Le projet autoriserait à nouveau la construction de centrales nucléaires Ces nouvelles constructions participeraient à la réalisation de l’objectif de zéro émission nette puisque les centrales nucléaires sont respectueuses du climat. De plus, elles ne nécessiteraient que peu de terrain par rapport à leur puissance et favoriseraient ainsi une production suisse d’électricité économe en surface (cf. ch. 5.2.2). En cas de demande d’autorisation pour des projets concrets, d’autres conséquences pour l’environnement devraient être examinées au cas par cas. La protection de l’homme et de l’environnement devrait notamment être assurée et aucun autre motif prévu par la législation en matière de protection de l’environnement ne devrait s’y opposer (voir à ce sujet l’art. 13, al. 1, LENu ainsi que les explications au ch. 5.2.2 «Gestion des déchets radioactifs»).

6.5 Aspects juridiques

Le projet se fonde sur l’art. 90 Cst. qui confère à la Confédération une compétence exclusive et globale de légiférer dans le domaine de l’énergie nucléaire. Les obligations internationales de la Suisse ne font pas obstacle au projet.
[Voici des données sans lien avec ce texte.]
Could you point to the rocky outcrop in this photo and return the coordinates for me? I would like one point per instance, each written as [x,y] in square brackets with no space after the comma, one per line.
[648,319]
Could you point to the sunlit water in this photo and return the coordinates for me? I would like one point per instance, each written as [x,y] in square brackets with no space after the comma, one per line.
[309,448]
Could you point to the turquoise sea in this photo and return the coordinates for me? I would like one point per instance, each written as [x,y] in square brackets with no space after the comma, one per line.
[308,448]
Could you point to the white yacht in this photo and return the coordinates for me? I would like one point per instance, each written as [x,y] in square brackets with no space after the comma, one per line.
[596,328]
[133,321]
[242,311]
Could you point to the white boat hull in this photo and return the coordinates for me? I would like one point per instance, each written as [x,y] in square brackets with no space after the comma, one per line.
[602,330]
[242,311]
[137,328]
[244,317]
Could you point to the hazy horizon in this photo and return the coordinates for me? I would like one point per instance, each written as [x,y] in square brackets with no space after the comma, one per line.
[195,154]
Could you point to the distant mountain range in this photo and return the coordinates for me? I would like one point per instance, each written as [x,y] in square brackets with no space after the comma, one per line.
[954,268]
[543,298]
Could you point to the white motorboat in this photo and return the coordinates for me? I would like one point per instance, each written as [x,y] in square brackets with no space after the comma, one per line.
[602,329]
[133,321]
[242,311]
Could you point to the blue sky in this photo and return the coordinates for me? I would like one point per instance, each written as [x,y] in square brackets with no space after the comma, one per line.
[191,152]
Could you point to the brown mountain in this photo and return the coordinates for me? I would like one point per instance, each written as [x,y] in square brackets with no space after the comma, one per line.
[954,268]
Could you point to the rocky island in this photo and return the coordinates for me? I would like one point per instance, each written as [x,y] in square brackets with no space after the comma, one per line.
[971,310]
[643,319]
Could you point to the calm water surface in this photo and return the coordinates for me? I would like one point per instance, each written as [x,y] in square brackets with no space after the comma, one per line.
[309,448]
Le Conseil fédéral rejette les modifications demandées par l’initiative à l’échelon de la Constitution, mais propose par le biais du contre-projet indirect de procéder à une adaptation au niveau de la loi. Les changements proposés concernant la LENu doivent être réalisés dans le cadre de la procédure législative ordinaire et sont sujets au référendum en vertu de l’art. 141, al. 1, let. a, Cst. Le contre-projet indirect ne prévoit ni subventions ni crédits d’engagement ou un nouveau plafond de dépenses qui entraîneraient une nouvelle dépense unique ou de nouvelles dépenses périodiques supérieures aux seuils fixés. Cela vaut également pour l’initiative, que le Conseil fédéral recommande de rejeter.